Munculnya petenun muda, seperti Ana dan Mika, di perkampungan Baduy Luar merupakan angin segar dalam pelestarian motif-motif khas tenun Baduy. Mereka penerus budaya menenun Baduy.
Entakan cangcangan dan barera dari alat tenun mengiringi gerak lincah tangan Ana (12). Jarum jam baru menunjukkan pukul 09.00, tetapi warga Kampung Balimbing, Desa Kanekes, Lebak, Banten, ini sudah larut dalam keasyikan merangkai benang.
Alat tenun atau pakara yang digunakan Ana berukuran 1,5 meter x 1 meter. Alat ini dibuatkan uwaknya, Sarpin (50), sejak Ana menunjukkan minat untuk mulai menenun.
”Saya belajar menenun sejak umur tujuh tahun karena melihat (proses menenun),” kata Ana, Jumat (28/10/2022).
Keluwesan Ana menenun adalah buah ketekunan belajar. Di awal belajar, Ana pernah gagal membuat pola motif. Tangisnya pecah karena tidak berhasil merangkai dan menyelesaikan pola motif kain.
Namun, Ana tidak menyerah. Ia tidak meminta bantuan sang uwak, Ambu Misna, yang menjadi mentornya menenun. Kegagalan itu dicarikannya jalan keluar sendiri. Hingga akhirnya motif kain bisa terbentuk sempurna. Senyum Ana merekah setelah pola alur benang menampakkan motif tenun yang dikehendakinya. Kini, peluhnya berbuah manis setelah para wisatawan yang berkunjung ke permukiman masyarakat Baduy kerap membeli kain-kain hasil karyanya.
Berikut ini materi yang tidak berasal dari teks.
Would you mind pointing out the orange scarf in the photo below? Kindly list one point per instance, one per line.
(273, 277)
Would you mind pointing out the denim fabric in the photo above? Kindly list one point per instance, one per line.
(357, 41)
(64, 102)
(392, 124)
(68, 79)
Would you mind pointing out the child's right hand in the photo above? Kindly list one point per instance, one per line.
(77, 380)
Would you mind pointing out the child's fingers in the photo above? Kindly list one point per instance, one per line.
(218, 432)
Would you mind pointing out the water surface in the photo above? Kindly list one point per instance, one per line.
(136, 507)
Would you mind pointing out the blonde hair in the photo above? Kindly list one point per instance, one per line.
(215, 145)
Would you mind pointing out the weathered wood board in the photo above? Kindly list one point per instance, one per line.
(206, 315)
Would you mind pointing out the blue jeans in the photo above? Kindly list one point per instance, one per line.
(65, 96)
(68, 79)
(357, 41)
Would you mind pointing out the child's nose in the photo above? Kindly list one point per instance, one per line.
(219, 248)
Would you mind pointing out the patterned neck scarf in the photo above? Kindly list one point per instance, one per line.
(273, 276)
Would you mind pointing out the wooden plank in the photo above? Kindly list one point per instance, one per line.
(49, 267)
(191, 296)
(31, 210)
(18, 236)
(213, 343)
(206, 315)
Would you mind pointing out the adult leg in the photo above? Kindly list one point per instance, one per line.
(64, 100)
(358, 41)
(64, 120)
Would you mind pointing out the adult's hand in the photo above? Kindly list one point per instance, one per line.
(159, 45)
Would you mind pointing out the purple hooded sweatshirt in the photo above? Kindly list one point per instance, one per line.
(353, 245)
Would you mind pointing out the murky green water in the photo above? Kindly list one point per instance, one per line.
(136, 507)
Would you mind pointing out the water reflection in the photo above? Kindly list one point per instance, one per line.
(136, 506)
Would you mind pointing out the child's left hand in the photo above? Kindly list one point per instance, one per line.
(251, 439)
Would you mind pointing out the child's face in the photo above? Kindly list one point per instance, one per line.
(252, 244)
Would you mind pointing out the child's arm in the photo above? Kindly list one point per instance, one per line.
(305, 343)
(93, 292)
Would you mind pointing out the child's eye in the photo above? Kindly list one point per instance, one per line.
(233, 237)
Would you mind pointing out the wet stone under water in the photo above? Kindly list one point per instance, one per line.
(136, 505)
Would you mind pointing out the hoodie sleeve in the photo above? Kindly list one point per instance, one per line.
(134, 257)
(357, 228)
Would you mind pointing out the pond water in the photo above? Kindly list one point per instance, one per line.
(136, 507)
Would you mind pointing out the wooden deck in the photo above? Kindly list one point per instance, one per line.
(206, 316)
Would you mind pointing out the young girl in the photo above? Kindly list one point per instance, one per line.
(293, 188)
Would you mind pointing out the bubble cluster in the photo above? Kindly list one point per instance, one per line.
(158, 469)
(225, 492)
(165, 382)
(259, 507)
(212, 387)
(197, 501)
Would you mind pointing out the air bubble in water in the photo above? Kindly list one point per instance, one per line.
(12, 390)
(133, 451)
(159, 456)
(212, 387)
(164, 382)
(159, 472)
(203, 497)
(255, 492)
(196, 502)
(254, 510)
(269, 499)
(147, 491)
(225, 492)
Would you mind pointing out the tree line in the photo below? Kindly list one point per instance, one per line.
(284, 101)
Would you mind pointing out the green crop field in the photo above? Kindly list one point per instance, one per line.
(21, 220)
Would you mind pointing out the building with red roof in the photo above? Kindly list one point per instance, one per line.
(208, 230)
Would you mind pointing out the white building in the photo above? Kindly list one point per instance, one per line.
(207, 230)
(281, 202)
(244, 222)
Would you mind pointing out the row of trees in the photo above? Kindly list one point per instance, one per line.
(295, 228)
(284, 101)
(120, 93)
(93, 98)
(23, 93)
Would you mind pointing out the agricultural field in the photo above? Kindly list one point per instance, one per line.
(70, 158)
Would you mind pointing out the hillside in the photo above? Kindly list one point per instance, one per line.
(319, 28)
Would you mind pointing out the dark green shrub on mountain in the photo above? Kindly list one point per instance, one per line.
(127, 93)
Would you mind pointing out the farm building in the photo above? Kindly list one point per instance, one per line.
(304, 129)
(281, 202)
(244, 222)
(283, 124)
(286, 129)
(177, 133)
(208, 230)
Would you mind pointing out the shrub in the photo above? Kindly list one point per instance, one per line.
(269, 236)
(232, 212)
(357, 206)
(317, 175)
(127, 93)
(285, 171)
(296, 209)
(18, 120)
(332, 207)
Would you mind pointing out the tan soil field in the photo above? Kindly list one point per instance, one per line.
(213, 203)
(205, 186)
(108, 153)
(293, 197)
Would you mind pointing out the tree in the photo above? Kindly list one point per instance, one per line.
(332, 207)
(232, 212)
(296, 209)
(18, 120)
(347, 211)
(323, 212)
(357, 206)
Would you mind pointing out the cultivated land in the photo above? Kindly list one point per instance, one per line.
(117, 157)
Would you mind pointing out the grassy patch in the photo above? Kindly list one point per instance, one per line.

Di Kampung Marengo yang bertetangga dengan Kampung Balimbing, Mika (6) juga terlihat serius menggerakkan perangkat di pakara, seperti cangcangan, taropong, barera, dan sisir atau jinjingan.
Saat banyak anak kota seusia Mika asyik bermain atau mulai sekolah, Mika dan anak-anak perempuan Baduy mulai mengenal tenun. Kain yang tengah dikerjakan Mika merupakan kain tenunan keduanya. Meskipun belum selancar Sherina (16), kakak Mika, bocah cilik ini tetap setia menggeluti proses merangkai benang menjadi kain.
”Saya diajarin Mama menenun. Setelah sarapan, saya mulai menenun sampai pukul 16.00,” ujar Mika yang tengah menyelesaikan tenun untuk ikat kepala.
Sesekali, ia mengibas poni rambut dan melirik kakaknya yang juga sedang menenun. Mamanya dan Sherina seperti membiarkan Mika yang masih bingung untuk tetap fokus menyelesaikan pekerjaannya. Dari balik pundaknya, Sherina hanya tersenyum melihat muka tegang sang adik.
Munculnya petenun muda seperti Ana dan Mika di perkampungan Baduy Luar merupakan angin segar dalam pelestarian motif-motif khas tenun Baduy. Mereka kelak penerus budaya menenun Baduy.
Terlambat belajar
Ambu Misna (49), bibi Ana, mengenalkan keponakannya itu pada alat tenun. Namun, sejatinya perjalanan Misna menenun amat terlambat dibandingkan Ana.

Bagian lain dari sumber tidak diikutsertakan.